You know the national plan is rubbish when you stumble on the very first strategic outcome, which I presume is a goal. What, pray tell, is “compact growth” in plain English? According to the plan, compact and smart urban growth will be pursued to ensure sustainable growth of more compact urban and rural settlements, supported by jobs, houses, services and amenities, rather than continued sprawl and unplanned, uneconomic growth.
It’s more marketing waffle that overrates the value of smooth talk and underrates economic substance.
The remaining nine strategic outcomes are: enhanced regional accessibility; strengthened rural economies and communities; sustainable mobility; a strong economy, supported by enterprise, innovation and skills; high-quality international connectivity; enhanced amenity and heritage; transition to a low-carbon and climate-resilient society; sustainable management of water and other environmental resources; and, finally, access to quality childcare, education and health services.
It’s Santa’s wish list to the power of 10 and expressed in political terms.
This plan conflates an increase in inputs (public monies invested) with outputs (public goals achieved). As far as politicians are concerned, the more money that gets put into something, the better it will be.
However, consider the government spending policy on one of the new plan’s greatest priorities, rural development. Leo Varadkar commented recently on a 2016 review, which concluded that if the government provided no additional money for rail services, the funding gap would have to be eliminated by the closure of swathes of the existing rail network. The Taoiseach pledged that all rail routes in Ireland would remain open, dismissing reports of widespread closures as “old news”.
Yet rail travel is a hopelessly inflexible and expensive 19th-century technology. The annual rail survey by the National Transport Authority recorded 1,402 people travelling between Galway and Limerick on census day, November 17, 2016. That stretch cost €105m to build, indicating a capital spend equivalent to €75,000 per passenger being carried. How is this considered a sensible use of public monies?
While the government lavishes money on old technology, rural Ireland suffers from a lack of new technology. As far back as 2010, Eamon Ryan, while communications minister, announced the national broadband scheme, saying: “For too long, rural Ireland has been without this essential service . . . Quality of life will improve for rural residents and communities will be strengthened.”
Eight years on, rural Ireland still suffers from a large broadband deficit and the current communication minister’s scheme to put this right is wobbling.
Sisyphus was the Greek king who was punished for his self-aggrandisement by being forced to roll an immense boulder up a hill, only for it to roll down when near the top, repeating this action for eternity. There must be some people in the Department of Finance wondering whether they have been condemned to a similar fate.
In January 2007, the government published the national development plan for 2007-13, Transforming Ireland: A Better Quality of Life for All. Like this month’s plan, it too featured ambitious capital investment plans, including €22bn to be spent on social and affordable housing.
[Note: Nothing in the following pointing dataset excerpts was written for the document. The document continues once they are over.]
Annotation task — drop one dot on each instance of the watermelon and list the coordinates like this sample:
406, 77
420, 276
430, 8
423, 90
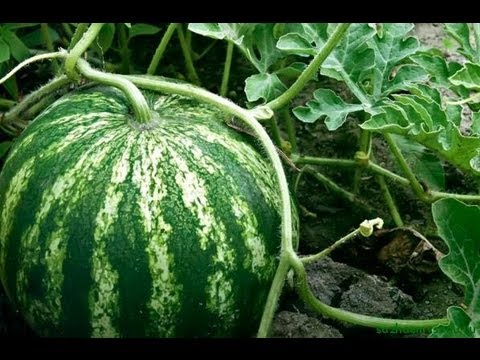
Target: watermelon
113, 228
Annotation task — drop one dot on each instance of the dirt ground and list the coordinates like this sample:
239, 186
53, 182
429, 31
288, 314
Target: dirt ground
354, 278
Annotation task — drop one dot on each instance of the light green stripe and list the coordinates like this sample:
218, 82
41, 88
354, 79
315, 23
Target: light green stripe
148, 177
65, 192
256, 260
16, 188
249, 159
211, 232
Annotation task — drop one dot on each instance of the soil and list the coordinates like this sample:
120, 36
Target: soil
356, 277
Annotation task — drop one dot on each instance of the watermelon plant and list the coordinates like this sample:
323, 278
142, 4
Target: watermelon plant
139, 205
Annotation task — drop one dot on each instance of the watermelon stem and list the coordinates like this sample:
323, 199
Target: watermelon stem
226, 69
187, 54
80, 47
287, 254
311, 69
25, 109
143, 114
161, 49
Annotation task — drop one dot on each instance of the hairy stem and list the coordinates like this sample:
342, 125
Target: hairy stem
5, 103
312, 258
161, 48
364, 145
311, 69
476, 35
135, 97
290, 125
79, 31
187, 54
35, 97
277, 138
357, 319
80, 47
124, 50
273, 295
48, 43
30, 60
389, 200
332, 185
246, 116
226, 69
207, 49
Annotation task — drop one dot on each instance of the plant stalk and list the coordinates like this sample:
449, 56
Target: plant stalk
80, 47
310, 70
187, 54
226, 69
142, 111
161, 48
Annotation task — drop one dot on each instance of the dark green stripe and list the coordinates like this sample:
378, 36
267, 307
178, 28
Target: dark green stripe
126, 252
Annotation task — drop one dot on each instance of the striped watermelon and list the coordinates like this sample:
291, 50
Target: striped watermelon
111, 228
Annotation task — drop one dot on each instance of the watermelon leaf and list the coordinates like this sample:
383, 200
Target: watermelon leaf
455, 222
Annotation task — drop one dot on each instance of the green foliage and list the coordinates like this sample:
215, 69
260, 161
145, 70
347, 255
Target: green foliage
456, 225
388, 84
Sadly, that plan fell victim to Prussian general Helmuth Graf von Moltke’s dictum that no plan of campaign survives first contact with the enemy. Or, as Mike Tyson put it more prosaically, everyone’s got a plan till they get punched in the mouth.
The 2007 spending plans ended up being severely chopped back after Ireland hit recession. There is little to suggest that the same fate won’t befall the 2018 plan when the next recession hits, as it must at some point in the next few years.